Once the circle looks right, mark the outside edge of the circle to guide the digging work. Stack the blocks out of the way. Chalk powder or spray paint can be used to mark the ring.
Get to Know Your Spade
With the spade, dig a six-inch-deep trench all the way around the marked circle. Keep the sides of the trench as straight as you can, and keep the bottom flat and smooth- this will make laying the cement blocks much easier.
Once the trench is dug and the inside dirt is removed, the blocks should fit in the planned circle near the dirt walls with a little room for adjustment.
If an inside metal ring is used, it must fit snuggly to the cement blocks.
Keep it Level
Once the first ring of blocks is laid and the ring looks good, we can move on. Remove the first row of blocks and fill the trench with about six inches of gravel. Walk on the gravel to compact it. When the ring of gravel-filled trench looks level and the gravel is set, we can lay the blocks permanently.
“When we have the blocks laid to three layers, we can fill the inside of the pit with gravel and the metal ring.”
Lay the first row of blocks and use a bubble level to make sure they’re level and square.

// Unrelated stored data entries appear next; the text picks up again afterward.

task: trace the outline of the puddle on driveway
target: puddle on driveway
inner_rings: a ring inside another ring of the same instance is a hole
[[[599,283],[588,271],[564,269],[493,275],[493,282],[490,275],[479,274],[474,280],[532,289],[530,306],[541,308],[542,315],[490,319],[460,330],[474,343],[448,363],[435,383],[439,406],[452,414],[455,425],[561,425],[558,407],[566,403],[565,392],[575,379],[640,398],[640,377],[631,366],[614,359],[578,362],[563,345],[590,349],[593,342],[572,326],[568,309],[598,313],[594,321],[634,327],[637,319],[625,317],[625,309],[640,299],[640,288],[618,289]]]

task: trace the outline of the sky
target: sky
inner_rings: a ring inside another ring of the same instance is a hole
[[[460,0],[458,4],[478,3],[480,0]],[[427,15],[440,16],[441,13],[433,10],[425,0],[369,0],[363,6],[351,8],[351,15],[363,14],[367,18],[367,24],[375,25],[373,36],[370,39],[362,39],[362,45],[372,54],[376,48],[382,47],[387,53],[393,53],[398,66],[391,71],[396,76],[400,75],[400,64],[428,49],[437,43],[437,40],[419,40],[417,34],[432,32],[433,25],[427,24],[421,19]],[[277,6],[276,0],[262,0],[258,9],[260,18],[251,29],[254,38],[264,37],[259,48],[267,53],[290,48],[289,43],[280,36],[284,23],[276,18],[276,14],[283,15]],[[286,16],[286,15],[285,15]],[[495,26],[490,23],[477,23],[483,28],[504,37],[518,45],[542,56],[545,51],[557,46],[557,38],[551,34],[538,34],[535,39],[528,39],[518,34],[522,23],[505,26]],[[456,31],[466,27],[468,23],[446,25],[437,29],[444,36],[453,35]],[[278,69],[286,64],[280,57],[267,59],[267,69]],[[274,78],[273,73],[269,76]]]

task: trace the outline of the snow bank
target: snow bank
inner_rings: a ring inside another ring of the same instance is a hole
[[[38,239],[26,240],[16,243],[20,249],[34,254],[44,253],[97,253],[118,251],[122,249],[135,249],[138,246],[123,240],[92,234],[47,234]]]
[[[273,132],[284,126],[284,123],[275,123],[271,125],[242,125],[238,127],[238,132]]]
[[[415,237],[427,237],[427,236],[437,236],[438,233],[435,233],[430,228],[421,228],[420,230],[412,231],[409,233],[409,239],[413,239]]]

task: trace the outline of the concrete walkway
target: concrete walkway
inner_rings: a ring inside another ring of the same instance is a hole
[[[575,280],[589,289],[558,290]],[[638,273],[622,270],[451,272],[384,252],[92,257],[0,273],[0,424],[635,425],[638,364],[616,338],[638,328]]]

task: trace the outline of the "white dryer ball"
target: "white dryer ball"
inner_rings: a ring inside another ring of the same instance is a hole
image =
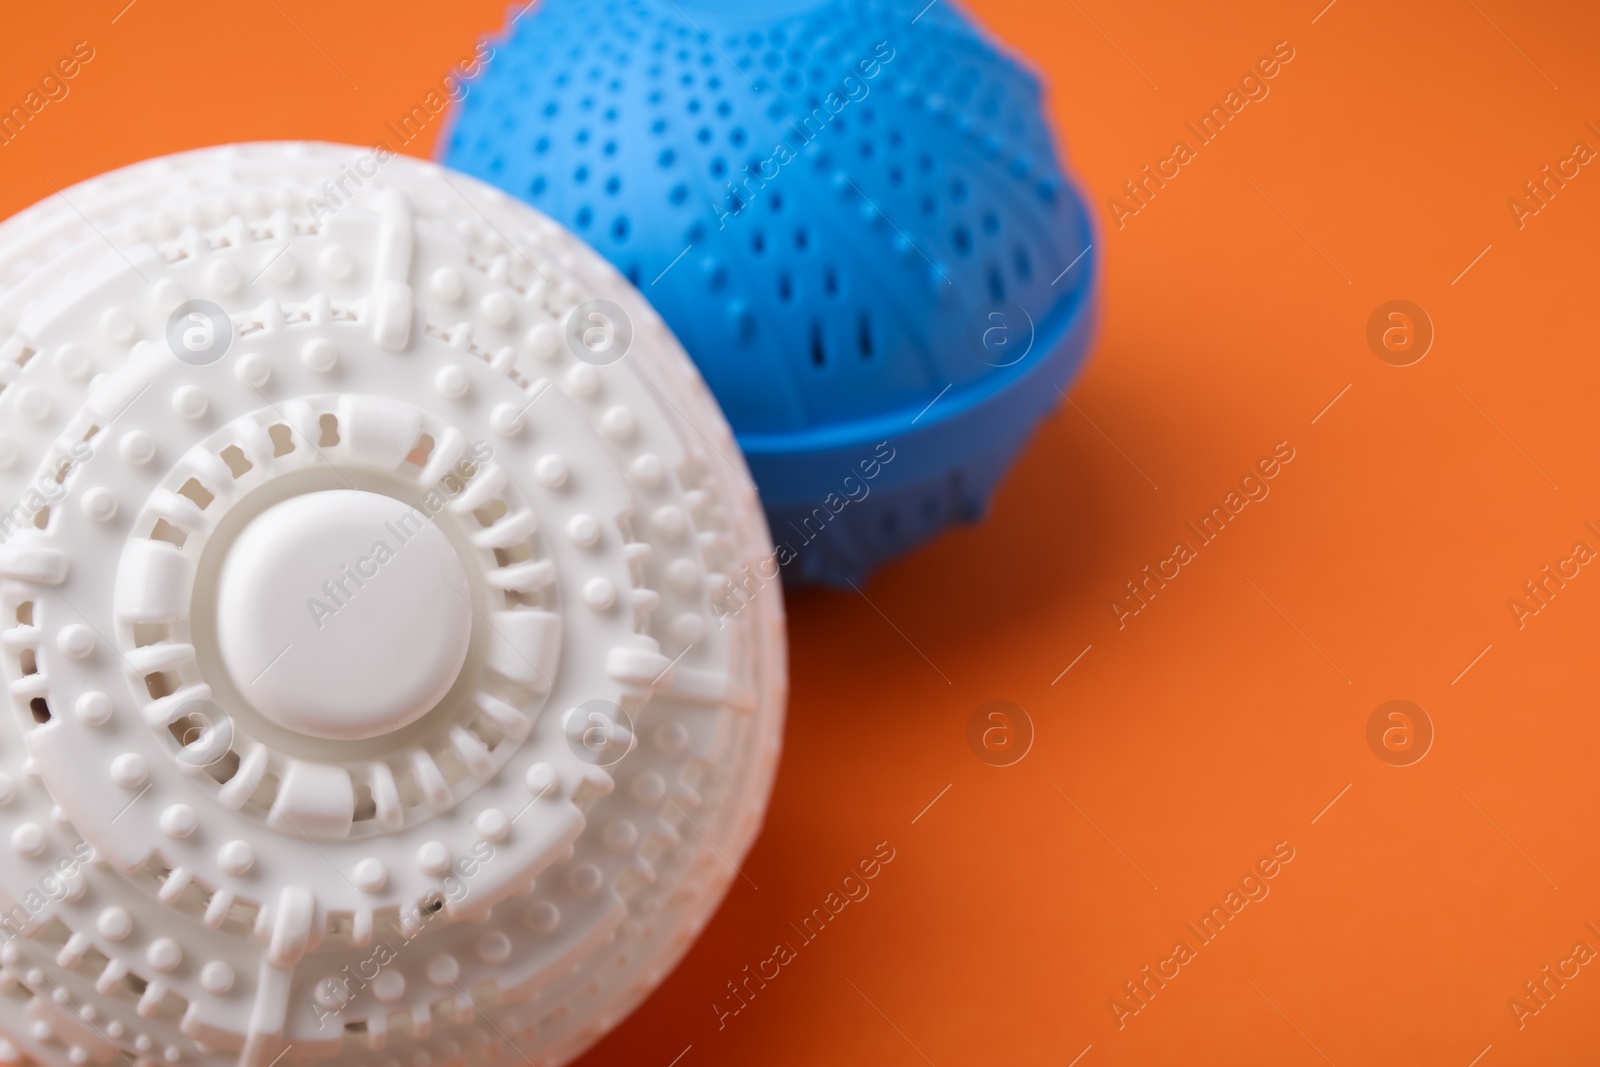
[[[637,292],[432,164],[229,146],[0,225],[0,367],[0,1045],[560,1064],[623,1018],[785,694],[776,586],[666,580],[772,546]]]

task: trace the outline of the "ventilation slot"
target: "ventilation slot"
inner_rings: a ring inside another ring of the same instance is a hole
[[[332,448],[339,443],[339,416],[330,412],[318,419],[317,425],[322,429],[318,448]]]
[[[156,671],[154,674],[145,675],[144,687],[149,691],[152,700],[160,700],[178,691],[178,680],[165,671]]]
[[[996,304],[1006,299],[1006,280],[1000,276],[1000,268],[993,265],[989,267],[989,299]]]
[[[287,456],[294,451],[294,431],[281,422],[267,427],[267,436],[272,438],[272,455]]]
[[[190,500],[194,501],[194,506],[199,508],[201,511],[204,511],[206,508],[210,507],[211,502],[217,499],[211,494],[210,490],[201,485],[200,482],[194,478],[190,478],[178,488],[178,495],[186,496]]]
[[[811,365],[820,367],[828,362],[828,353],[822,347],[822,323],[811,320]]]
[[[238,481],[249,472],[250,461],[244,458],[244,451],[238,445],[229,445],[222,450],[220,455],[222,456],[222,462],[228,465],[228,471],[233,475],[235,481]]]
[[[431,455],[433,455],[433,435],[423,434],[417,438],[416,447],[411,450],[411,454],[406,456],[406,462],[412,466],[426,467],[428,457]]]
[[[183,542],[187,539],[187,534],[166,519],[157,519],[155,529],[150,531],[150,540],[165,541],[176,548],[182,548]]]

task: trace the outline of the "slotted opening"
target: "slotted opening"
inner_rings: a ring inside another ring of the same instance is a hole
[[[428,457],[431,455],[433,455],[433,436],[431,434],[423,434],[417,438],[416,447],[412,448],[411,452],[406,456],[406,462],[413,466],[426,467],[428,465]]]
[[[157,519],[155,529],[150,531],[150,540],[165,541],[169,545],[176,545],[178,548],[183,547],[183,542],[187,538],[187,534],[166,519]]]
[[[1033,277],[1033,261],[1028,258],[1026,248],[1018,248],[1016,254],[1017,277],[1027,281]]]
[[[211,495],[210,490],[201,485],[200,482],[194,478],[190,478],[188,481],[184,482],[178,487],[178,495],[188,497],[190,500],[194,501],[195,506],[202,511],[209,507],[211,502],[216,499],[215,496]]]
[[[991,264],[989,266],[989,299],[996,304],[1003,303],[1006,298],[1006,280],[1000,276],[1000,268]]]
[[[50,721],[50,705],[44,697],[34,697],[28,701],[28,710],[33,712],[33,721],[43,725]]]
[[[856,347],[862,359],[872,358],[872,319],[865,311],[856,319]]]
[[[828,353],[822,347],[822,323],[811,320],[811,365],[820,367],[828,362]]]
[[[239,773],[239,753],[230,749],[221,759],[207,765],[205,771],[218,785],[232,781],[233,776]]]
[[[28,365],[28,360],[32,359],[37,354],[38,353],[31,348],[24,348],[21,352],[17,353],[17,366],[26,367]]]
[[[153,699],[160,700],[178,691],[178,680],[166,671],[156,671],[144,676],[144,687]]]
[[[839,275],[831,266],[822,272],[822,291],[829,296],[839,292]]]
[[[322,436],[317,440],[318,448],[332,448],[339,443],[339,416],[329,412],[317,420],[317,425],[322,429]]]
[[[136,622],[133,624],[134,648],[158,645],[166,639],[167,624],[164,622]]]
[[[33,513],[33,524],[41,530],[50,524],[49,504],[46,504],[44,507]]]
[[[356,783],[356,807],[353,818],[356,822],[367,822],[378,817],[378,802],[372,797],[372,784],[370,782]]]
[[[491,500],[474,511],[472,517],[478,520],[479,526],[493,526],[505,517],[508,510],[504,500]]]
[[[244,450],[238,445],[229,445],[224,448],[221,456],[222,462],[228,465],[228,472],[233,475],[235,481],[243,477],[245,472],[251,468],[250,461],[244,458]]]
[[[788,271],[778,275],[778,299],[785,303],[794,299],[794,280],[789,277]]]
[[[39,658],[31,648],[25,648],[17,653],[17,660],[22,665],[23,674],[39,673]]]
[[[513,563],[522,563],[533,558],[533,550],[526,544],[518,541],[514,545],[494,550],[494,561],[501,567],[509,567]]]
[[[22,603],[17,605],[17,625],[33,625],[33,601],[24,600]]]
[[[59,918],[53,918],[33,935],[35,941],[48,948],[61,948],[72,937],[72,928]]]
[[[228,909],[228,917],[222,920],[222,928],[230,933],[249,934],[255,929],[256,915],[260,911],[255,904],[235,904]]]
[[[267,436],[272,438],[272,455],[287,456],[294,451],[294,431],[281,422],[267,427]]]
[[[955,246],[957,253],[966,255],[972,251],[972,231],[965,226],[957,226],[950,234],[950,243]]]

The top of the first row of blocks should be right at ground level. Then continue to lay the row of blocks and level as you go.

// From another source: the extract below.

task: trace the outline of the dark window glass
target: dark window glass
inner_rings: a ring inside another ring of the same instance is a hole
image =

We can use a masonry adhesive to hold the rows of blocks together, but dry-laid blocks will work well, too.
When the first row is laid, leveled, and squared, we can lay the next row. Make sure to lay the blocks so that joints are staggered and don’t fall in a line which is a very weak structure.

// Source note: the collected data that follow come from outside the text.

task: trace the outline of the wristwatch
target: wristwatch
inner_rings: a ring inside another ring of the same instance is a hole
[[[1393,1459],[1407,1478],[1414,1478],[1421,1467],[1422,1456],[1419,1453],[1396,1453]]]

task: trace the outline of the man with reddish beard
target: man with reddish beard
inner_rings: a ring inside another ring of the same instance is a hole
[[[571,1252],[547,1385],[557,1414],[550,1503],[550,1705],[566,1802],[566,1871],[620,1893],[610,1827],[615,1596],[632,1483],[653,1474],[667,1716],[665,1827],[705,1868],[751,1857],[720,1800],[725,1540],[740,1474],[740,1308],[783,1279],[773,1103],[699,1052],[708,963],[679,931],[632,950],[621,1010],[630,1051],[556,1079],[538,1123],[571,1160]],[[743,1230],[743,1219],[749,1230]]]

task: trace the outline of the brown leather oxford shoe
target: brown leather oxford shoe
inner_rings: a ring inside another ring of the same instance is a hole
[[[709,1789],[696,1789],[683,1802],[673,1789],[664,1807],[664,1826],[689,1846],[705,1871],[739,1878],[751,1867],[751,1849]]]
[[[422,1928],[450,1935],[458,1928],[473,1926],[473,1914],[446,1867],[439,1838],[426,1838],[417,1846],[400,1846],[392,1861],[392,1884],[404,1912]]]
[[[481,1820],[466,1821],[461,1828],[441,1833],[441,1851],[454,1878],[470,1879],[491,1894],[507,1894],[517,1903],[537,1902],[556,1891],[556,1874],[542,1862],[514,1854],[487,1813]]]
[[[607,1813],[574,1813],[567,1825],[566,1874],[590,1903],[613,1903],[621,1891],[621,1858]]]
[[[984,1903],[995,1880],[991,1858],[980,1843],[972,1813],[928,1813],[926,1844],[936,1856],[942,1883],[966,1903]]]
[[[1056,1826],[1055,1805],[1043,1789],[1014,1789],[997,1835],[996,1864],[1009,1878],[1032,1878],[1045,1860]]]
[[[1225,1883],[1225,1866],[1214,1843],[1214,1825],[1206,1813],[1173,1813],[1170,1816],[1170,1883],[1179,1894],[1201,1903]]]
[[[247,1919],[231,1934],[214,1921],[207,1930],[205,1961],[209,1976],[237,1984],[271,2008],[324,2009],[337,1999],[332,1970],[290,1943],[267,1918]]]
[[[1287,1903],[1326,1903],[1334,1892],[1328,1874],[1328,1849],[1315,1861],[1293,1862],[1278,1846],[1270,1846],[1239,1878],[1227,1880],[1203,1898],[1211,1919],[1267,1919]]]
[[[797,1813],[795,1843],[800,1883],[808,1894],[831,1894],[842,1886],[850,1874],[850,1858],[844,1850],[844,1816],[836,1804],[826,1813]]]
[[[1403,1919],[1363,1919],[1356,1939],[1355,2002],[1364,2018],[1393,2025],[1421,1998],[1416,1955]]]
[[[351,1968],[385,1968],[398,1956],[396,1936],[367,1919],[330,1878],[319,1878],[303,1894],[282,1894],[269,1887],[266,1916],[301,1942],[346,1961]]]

We will only want to build the fire pit up a foot or so above the ground. This is enough for protection to the fire and is high enough to keep people and pets out of the pit.
When we have the blocks laid to three layers, we can fill the inside of the pit with gravel and the metal ring. This gives good support to the inside of the ring.
Make a Nice Top
The final layer of blocks will need a cap of some kind. We can use the same blocks used for the circular walls, but flat paving blocks look very nice on top, and a cap of the same thickness of rocks laid on the blocks can be very attractive. Make sure this final cap of material whether its blocks, pavers, or fieldstone is well attached to the blocks with masonry cement.
Let the adhesives cure for a couple of days, and we’re ready for a fire.
Materials and Tools
We’ll need a good, flat spade to dig the walls of the trench square and level. We’ll need a regular shovel to move the inside dirt and gravel.
We’ll need a two-foot bubble level, and a rubber mallet to help set the blocks in the gravel base. A wheelbarrow or five-gallon buckets will be needed to move the dirt removed. A caulking gun to apply the adhesive used to hold the blocks together is necessary.
We’ll need gravel — small particle, but not sand. We’ll want a good masonry adhesive- a couple of tubes should be plenty. The cement blocks which make the walls can be found at most hardware or big box stores. It’s hard to estimate how many blocks will be needed, so make sure the store will allow you return any unused blocks for a refund. Start with 25 or 30 blocks.
For the cap, make sure you have plenty of blocks or rocks to cover the entire pit wall.
And That’s It
When the adhesive has set, it’s time to build a fire, pull up the lawn chairs, and get some long sticks for the hotdogs and marshmallows. This weekend’ DIY fire pit will give years of service, and some great evening memories for the family and neighbors will surely happen.